Antoine: Fabien pensait me mettre au défi, mais il ne savait pas être tombé sur un baba d’abats. Je préfère largement le foie de volaille aux scones, la langue de bœuf aux madeleines ou encore les tripes à la neuchâteloise aux choux à la crème. J'entretiens avec les pieds de porc une relation quasi sensuelle, que ne dénigreraient pas Maïté et ses ortolans.
Fabien: Oui euh bon, attention à ce que tu postes sur un média grand public, Antoine. Revenons à notre menu. «On a voulu casser cette idée que les abats ce sont des plats riches et lourds servis en sauces», détaille Pablo. Sa promesse: surprendre les clients en proposant des abats préparés de manière inédite, que «même les enfants peuvent aimer!»
Chacun des deux cuisiniers les cuisine (les abats, pas les enfants) à sa manière, sur six services.

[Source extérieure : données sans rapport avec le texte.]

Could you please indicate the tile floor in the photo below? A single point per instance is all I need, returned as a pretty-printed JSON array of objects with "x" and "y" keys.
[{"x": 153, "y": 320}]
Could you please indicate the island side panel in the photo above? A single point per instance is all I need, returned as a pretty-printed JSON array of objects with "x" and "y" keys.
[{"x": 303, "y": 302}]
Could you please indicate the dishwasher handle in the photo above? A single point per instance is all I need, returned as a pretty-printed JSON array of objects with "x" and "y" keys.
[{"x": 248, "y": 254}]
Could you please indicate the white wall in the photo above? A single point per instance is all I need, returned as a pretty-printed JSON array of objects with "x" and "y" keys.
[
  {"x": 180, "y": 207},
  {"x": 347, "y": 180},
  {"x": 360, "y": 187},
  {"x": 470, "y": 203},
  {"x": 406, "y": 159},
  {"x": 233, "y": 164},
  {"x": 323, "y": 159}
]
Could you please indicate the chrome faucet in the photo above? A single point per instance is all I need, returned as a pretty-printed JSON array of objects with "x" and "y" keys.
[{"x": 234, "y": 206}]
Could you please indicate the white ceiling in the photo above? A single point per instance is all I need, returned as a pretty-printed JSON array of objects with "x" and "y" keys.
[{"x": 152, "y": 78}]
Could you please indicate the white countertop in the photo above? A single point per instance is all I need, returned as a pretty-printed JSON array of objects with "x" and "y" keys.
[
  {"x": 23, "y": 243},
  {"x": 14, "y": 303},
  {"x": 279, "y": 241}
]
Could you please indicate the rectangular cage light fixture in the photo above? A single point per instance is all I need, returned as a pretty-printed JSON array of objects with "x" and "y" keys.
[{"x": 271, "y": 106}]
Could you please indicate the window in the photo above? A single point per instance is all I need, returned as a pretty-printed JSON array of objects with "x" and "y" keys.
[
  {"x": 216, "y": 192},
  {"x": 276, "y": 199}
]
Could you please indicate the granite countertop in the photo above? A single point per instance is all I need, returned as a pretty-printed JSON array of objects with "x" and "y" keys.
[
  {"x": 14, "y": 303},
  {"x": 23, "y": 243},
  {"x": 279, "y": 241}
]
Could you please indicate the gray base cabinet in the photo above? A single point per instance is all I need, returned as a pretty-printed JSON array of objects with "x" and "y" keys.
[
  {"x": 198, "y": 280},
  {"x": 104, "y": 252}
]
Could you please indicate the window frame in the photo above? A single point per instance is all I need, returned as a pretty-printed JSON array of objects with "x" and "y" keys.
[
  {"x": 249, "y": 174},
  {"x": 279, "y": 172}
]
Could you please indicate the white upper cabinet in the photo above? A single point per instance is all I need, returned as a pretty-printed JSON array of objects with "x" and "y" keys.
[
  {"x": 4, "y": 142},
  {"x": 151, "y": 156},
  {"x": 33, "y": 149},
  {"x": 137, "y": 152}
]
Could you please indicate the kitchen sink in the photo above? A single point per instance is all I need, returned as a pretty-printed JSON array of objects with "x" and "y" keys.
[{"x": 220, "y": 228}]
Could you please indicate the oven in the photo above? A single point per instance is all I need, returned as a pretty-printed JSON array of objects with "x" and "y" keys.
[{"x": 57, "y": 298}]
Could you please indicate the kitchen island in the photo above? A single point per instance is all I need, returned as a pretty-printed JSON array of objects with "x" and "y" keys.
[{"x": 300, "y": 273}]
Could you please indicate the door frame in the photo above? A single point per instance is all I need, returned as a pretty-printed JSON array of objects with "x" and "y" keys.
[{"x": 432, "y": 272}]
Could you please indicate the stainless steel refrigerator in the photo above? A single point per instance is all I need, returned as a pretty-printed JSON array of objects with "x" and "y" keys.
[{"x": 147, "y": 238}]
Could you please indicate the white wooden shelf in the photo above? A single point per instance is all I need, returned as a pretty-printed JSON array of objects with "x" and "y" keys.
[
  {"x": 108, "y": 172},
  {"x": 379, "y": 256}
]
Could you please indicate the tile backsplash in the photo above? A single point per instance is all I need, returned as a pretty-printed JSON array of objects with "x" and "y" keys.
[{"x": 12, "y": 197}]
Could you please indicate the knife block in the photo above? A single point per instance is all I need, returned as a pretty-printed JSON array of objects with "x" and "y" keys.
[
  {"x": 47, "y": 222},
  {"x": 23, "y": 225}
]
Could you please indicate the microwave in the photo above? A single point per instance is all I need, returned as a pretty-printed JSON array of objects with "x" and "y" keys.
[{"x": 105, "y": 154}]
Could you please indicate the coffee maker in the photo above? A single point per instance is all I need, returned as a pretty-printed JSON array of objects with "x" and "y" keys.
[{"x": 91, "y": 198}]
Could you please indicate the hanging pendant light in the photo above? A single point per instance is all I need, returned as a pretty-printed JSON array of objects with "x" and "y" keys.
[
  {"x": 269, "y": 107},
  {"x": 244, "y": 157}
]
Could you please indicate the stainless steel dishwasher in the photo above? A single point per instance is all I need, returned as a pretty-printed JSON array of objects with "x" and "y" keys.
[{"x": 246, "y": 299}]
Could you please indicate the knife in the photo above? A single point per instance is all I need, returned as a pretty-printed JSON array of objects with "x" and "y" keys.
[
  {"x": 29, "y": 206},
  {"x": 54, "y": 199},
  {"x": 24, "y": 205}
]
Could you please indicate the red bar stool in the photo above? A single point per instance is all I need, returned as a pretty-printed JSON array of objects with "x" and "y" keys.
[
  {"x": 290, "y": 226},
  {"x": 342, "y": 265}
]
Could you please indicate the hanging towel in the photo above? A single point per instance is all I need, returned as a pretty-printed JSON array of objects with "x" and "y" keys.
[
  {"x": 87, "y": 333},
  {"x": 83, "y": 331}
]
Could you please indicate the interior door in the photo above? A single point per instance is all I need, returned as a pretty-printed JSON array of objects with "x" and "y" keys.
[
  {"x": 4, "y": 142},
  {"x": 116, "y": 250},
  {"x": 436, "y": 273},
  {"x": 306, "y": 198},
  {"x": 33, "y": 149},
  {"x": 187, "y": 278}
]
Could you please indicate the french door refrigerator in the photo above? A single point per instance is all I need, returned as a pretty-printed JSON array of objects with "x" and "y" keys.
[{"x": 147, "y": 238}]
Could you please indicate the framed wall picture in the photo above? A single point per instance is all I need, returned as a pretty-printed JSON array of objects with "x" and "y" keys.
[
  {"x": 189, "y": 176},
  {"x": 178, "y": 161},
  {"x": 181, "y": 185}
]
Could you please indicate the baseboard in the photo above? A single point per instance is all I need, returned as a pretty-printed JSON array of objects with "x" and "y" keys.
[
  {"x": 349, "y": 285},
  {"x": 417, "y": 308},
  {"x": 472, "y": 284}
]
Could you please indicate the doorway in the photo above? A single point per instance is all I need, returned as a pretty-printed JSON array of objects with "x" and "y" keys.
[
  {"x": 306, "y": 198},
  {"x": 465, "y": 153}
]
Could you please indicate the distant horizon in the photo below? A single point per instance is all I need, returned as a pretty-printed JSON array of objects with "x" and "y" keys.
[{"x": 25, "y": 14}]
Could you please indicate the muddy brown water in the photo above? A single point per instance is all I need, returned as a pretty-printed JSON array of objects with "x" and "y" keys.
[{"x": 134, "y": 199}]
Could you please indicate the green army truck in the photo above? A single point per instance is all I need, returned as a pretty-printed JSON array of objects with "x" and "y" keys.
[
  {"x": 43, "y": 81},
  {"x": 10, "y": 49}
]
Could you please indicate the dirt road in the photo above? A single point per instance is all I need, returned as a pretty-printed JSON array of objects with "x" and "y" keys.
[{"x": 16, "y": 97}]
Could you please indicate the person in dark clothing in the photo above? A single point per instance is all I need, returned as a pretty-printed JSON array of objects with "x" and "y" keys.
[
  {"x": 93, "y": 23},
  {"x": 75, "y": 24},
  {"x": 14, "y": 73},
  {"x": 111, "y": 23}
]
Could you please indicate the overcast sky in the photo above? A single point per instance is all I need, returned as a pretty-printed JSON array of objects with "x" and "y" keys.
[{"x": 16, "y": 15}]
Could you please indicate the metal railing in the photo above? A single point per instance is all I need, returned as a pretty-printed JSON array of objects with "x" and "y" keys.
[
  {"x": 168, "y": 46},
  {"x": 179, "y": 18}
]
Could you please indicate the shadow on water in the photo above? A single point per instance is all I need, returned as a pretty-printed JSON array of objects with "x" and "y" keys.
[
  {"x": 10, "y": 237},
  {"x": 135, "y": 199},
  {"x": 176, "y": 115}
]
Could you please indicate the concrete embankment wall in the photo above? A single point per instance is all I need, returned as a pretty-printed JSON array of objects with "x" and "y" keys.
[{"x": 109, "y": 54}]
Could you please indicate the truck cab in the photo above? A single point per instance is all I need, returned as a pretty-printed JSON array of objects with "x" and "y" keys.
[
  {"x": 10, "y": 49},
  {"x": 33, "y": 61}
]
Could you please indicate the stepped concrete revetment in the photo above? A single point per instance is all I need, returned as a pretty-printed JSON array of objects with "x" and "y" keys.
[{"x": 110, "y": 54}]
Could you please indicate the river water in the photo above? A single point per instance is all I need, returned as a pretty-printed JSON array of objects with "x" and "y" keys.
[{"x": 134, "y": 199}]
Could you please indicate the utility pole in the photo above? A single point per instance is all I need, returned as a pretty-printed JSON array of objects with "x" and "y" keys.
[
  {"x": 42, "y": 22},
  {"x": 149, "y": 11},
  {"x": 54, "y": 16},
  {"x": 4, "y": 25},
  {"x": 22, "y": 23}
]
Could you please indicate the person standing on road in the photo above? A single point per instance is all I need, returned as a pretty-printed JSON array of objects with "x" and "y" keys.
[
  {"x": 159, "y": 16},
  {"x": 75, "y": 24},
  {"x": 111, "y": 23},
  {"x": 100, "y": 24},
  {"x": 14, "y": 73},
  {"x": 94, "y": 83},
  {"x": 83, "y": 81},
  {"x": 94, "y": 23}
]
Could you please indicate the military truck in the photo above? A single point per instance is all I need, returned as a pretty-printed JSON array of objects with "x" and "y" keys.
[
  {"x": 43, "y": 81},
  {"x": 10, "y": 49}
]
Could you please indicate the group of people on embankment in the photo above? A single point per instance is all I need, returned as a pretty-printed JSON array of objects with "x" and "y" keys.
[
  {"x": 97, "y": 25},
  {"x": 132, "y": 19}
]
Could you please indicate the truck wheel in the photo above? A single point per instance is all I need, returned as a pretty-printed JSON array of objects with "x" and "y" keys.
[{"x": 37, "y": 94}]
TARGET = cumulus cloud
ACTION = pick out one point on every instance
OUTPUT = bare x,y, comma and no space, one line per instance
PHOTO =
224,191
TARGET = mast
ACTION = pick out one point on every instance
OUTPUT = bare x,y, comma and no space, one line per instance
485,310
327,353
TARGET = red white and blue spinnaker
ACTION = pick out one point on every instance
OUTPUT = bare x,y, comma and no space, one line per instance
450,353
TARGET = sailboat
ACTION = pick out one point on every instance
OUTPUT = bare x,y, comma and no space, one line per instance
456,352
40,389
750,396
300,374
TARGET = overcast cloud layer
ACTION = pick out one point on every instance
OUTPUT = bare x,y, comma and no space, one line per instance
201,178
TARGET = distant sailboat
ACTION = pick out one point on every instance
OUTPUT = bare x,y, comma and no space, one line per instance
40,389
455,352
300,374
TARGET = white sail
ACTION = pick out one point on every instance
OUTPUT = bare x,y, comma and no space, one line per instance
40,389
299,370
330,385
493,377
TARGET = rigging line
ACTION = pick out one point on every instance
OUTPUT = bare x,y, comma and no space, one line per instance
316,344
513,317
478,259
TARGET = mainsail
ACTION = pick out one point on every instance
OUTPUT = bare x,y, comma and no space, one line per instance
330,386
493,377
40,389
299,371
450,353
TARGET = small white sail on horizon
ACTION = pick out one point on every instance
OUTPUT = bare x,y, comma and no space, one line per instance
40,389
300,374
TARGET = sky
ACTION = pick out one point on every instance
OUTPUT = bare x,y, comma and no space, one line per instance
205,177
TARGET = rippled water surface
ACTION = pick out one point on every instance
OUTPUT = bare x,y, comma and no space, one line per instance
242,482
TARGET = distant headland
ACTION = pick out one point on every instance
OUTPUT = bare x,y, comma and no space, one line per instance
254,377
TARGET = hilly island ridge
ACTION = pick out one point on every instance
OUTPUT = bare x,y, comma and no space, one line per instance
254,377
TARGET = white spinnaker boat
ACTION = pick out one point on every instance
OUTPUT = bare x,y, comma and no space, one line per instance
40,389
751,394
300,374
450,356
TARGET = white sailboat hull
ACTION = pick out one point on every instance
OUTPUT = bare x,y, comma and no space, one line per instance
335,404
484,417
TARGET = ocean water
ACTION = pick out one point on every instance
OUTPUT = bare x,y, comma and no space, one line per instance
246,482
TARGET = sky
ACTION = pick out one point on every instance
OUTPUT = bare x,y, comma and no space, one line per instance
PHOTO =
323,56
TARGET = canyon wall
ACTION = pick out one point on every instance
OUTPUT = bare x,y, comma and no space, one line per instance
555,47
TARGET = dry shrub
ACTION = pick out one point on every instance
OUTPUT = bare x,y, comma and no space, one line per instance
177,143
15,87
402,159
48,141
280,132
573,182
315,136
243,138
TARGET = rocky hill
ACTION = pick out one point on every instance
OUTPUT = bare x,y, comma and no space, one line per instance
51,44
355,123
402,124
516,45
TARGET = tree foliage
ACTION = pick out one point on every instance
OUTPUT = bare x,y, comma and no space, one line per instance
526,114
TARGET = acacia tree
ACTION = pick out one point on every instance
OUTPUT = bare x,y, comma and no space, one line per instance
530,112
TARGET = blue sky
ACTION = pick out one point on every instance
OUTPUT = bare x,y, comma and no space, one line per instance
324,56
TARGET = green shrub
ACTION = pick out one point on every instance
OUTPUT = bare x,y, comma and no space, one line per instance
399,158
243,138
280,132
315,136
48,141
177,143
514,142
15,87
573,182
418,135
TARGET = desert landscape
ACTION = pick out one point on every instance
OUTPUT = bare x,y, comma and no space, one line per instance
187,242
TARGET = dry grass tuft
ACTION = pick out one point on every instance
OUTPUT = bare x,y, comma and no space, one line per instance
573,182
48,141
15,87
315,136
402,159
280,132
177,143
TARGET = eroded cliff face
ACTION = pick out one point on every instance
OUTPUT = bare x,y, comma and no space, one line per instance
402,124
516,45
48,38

Auparavant chef dans des restaurants parisiens à la mode, Sourasack, dit Sou, apporte sa touche de fusion sud-asiatique tandis que Pablo y va de sa patte tantôt suisse, tantôt chilienne (son pays d'origine), tantôt italienne (il a fait ses armes de l'autre côté des Alpes). Pieds de porc, tripes et cous de poulet: c'est un menu aux airs de voyage que proposent les deux hommes.
Un sacré tripes
Un voyage d'accord, mais en dégustant l'amuse-bouche, on s'est quand même demandés si on ne s'était pas trompés d'aéroport. Dans une coupe en verre nous attendait un épais liquide dont la couleur et la consistance ressemblaient à celles de la sauce barbecue. C'était en fait du sang de poulet frais qui, apprêté avec du sel et du citron, nous a envahi la bouche d'une puissante saveur métallique. Mais au sentiment de panique initial à l'idée de nous transformer en vampires a vite succédé un rassurant soulagement lorsqu'en fondant, le granité a libéré de rassurantes et familières saveurs de bouillon de volaille. De la folie, mais une folie tout en maîtrise technique.
Antoine: Puisqu’il faut choisir, mon coup de cœur va incontestablement à la revisite par Sou de la salade de museau, ici agrémentée de pieds de porc et de cèpes flambés au saké. Dans les bouillons, les marinades ou comme ici en flambée, le chef fait de l'utilisation de cet alcool sa marque de fabrique.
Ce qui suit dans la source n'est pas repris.